本研究利用本室冻存的高表达POSTN的6-10B稳转细胞株，探究了Periostin高表达对鼻咽癌6-10B细胞凋亡的影响及可能机理。研究结果发现6-10B细胞中Periostin蛋白的表达可促进6-10B细胞的凋亡，上调促凋亡蛋白P53和Bax的表达，下调存活因子p-Akt的表达。目前有较多的研究提示异常表达Periostin在肿瘤的发生发展中扮演的角色不同[7]。不少研究报道在癌组织中Periostin表达下调，可抑制肿瘤的发生发展，认为其是一种抑癌蛋白，而表达上调的Periostin可促进肿瘤的发生、侵袭和转移，认为其是一种促癌蛋白[8-9]。本课题组前期研究发现Periostin在NPC组织中高表达，细胞实验显示高表达的Periostin可促进NPC细胞的侵袭和迁移[3]。在本研究中，低转移潜能6-10B细胞中高表达Periostin蛋白后细胞中促凋亡因子P53和Bax表达上调，Bax/Bcl-2比值升高，存活因子p-Akt的表达被抑制，凋亡率较对照组显著升高。研究结果提示：6-10B细胞内高表达的Periostin可促进6-10B细胞的凋亡。

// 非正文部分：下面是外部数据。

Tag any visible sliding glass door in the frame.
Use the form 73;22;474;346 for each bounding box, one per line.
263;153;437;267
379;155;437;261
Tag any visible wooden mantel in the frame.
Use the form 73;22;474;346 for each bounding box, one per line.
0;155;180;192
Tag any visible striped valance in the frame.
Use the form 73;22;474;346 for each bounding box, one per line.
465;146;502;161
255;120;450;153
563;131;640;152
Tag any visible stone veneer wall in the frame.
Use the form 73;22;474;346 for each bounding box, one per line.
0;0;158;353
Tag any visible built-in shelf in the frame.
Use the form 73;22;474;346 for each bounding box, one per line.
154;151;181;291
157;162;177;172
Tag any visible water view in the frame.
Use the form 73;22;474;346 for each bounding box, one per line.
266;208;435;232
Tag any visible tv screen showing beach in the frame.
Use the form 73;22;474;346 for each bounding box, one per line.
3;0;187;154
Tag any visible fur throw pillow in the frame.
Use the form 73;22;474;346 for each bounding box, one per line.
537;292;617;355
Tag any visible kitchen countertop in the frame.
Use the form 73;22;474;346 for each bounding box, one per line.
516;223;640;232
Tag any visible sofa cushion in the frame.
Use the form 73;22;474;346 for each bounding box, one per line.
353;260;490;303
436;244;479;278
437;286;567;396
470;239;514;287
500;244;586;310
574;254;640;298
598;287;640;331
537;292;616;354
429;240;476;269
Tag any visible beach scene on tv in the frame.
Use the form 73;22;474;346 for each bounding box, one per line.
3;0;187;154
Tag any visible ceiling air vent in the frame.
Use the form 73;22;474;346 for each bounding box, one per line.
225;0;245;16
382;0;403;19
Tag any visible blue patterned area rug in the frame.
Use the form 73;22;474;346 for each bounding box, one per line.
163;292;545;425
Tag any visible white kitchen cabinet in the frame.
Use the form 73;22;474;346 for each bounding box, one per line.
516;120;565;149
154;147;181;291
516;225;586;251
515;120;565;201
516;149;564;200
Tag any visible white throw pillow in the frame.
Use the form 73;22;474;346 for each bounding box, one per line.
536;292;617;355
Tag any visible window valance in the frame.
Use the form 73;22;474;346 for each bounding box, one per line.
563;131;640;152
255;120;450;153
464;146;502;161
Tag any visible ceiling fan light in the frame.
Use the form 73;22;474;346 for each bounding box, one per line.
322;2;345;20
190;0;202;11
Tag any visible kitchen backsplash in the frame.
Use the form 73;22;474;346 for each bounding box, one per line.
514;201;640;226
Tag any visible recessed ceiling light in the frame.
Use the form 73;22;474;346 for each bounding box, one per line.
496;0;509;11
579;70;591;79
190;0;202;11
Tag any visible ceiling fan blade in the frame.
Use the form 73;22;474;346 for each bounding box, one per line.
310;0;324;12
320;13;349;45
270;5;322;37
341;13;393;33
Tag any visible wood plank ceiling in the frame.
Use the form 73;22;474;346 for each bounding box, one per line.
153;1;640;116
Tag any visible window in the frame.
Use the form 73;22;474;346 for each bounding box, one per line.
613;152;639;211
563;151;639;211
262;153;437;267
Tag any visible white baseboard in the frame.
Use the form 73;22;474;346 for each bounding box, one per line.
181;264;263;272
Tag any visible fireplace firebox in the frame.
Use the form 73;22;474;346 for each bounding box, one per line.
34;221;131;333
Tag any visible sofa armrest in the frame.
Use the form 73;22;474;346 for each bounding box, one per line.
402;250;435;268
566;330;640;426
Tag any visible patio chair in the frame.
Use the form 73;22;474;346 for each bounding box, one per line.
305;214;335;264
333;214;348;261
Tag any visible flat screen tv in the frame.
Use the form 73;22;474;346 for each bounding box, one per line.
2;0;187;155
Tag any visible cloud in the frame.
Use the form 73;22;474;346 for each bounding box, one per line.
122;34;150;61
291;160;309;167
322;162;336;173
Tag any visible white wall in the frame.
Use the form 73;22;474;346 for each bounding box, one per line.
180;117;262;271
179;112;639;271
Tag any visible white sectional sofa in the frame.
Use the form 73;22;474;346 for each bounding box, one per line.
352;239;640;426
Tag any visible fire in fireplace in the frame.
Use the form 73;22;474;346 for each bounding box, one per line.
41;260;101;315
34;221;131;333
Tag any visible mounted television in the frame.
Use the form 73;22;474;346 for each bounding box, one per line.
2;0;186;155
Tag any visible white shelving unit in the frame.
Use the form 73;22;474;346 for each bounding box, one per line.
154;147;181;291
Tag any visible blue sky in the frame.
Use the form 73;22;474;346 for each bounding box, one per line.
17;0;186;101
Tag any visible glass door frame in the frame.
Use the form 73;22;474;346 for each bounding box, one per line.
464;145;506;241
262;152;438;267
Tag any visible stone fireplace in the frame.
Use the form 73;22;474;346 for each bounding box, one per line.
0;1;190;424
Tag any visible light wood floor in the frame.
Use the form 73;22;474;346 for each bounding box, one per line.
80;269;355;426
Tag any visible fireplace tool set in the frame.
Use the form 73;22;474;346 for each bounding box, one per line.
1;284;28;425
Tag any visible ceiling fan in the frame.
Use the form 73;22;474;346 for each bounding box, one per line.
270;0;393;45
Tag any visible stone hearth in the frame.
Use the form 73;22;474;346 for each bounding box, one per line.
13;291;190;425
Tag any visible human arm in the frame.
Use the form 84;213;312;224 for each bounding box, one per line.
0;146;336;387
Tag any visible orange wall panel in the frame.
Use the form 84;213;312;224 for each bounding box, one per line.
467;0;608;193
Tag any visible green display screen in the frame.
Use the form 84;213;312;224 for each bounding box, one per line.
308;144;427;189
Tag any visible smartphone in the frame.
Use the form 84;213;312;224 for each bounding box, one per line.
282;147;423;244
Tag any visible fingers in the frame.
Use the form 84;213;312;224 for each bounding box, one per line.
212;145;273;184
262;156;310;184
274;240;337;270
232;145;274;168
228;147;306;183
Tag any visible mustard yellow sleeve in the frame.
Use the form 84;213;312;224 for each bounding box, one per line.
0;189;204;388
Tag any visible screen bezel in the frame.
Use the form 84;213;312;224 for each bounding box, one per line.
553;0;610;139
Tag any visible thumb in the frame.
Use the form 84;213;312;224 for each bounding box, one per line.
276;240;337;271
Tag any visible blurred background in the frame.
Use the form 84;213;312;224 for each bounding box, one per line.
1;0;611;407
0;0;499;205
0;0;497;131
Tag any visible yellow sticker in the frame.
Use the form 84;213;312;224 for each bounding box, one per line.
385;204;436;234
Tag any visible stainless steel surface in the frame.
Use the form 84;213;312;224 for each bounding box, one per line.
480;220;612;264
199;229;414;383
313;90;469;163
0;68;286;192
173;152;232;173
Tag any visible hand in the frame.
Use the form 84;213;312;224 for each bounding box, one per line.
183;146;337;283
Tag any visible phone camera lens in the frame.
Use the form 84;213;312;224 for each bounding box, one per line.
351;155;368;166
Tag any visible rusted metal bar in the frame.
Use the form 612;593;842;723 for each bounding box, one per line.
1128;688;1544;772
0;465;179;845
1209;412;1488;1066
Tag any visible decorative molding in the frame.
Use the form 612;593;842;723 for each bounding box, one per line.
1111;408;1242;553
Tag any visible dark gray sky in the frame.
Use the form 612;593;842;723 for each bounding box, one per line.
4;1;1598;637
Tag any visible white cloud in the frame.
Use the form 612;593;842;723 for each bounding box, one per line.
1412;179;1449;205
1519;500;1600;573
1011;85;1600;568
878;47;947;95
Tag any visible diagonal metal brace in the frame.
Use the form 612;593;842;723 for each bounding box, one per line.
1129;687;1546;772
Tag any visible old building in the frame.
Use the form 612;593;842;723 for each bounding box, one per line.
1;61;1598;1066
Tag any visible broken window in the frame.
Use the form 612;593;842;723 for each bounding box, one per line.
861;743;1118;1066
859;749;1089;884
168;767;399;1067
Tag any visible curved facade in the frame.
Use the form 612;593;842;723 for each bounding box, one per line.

本研究用6-10B-POSNT细胞培养上清刺激6-10B细胞后，细胞中促凋亡蛋白Bax的表达显著上调，Bax/Bcl-2的比值显著升高，促进细胞存活的蛋白Bcl-2、p-Akt的表达显著下调，差异均有显著性。以上结果提示：自分泌和旁分泌的Periostin都可以促进NPC细胞的凋亡。

研究发现60%以上鼻咽癌组织中存在P53蛋白的聚集[5,10-11]。P53蛋白在NPC组织中高表达，自分泌表达于NPC细胞内的Periostin可促进6-10B细胞内P53的表达，而旁分泌的Periostin却抑制6-10B细胞内P53的表达，而无论是自分泌还是旁分泌的Periostin均可促进6-10B细胞的凋亡。6-10B系列细胞中P53基因下调后，结果显示其对6-10B细胞的凋亡率没有明显影响，提示在6-10B细胞中P53没有发挥促凋亡的功能；转染了POSTN基因的6-10B细胞中，P53基因的下调也并没有影响Periostin对凋亡的促进作用。本文实验结果说明Periostin可以促进6-10B细胞的凋亡，但其不是通过P53途径来实现的，其具体机制还有待后续的进一步研究。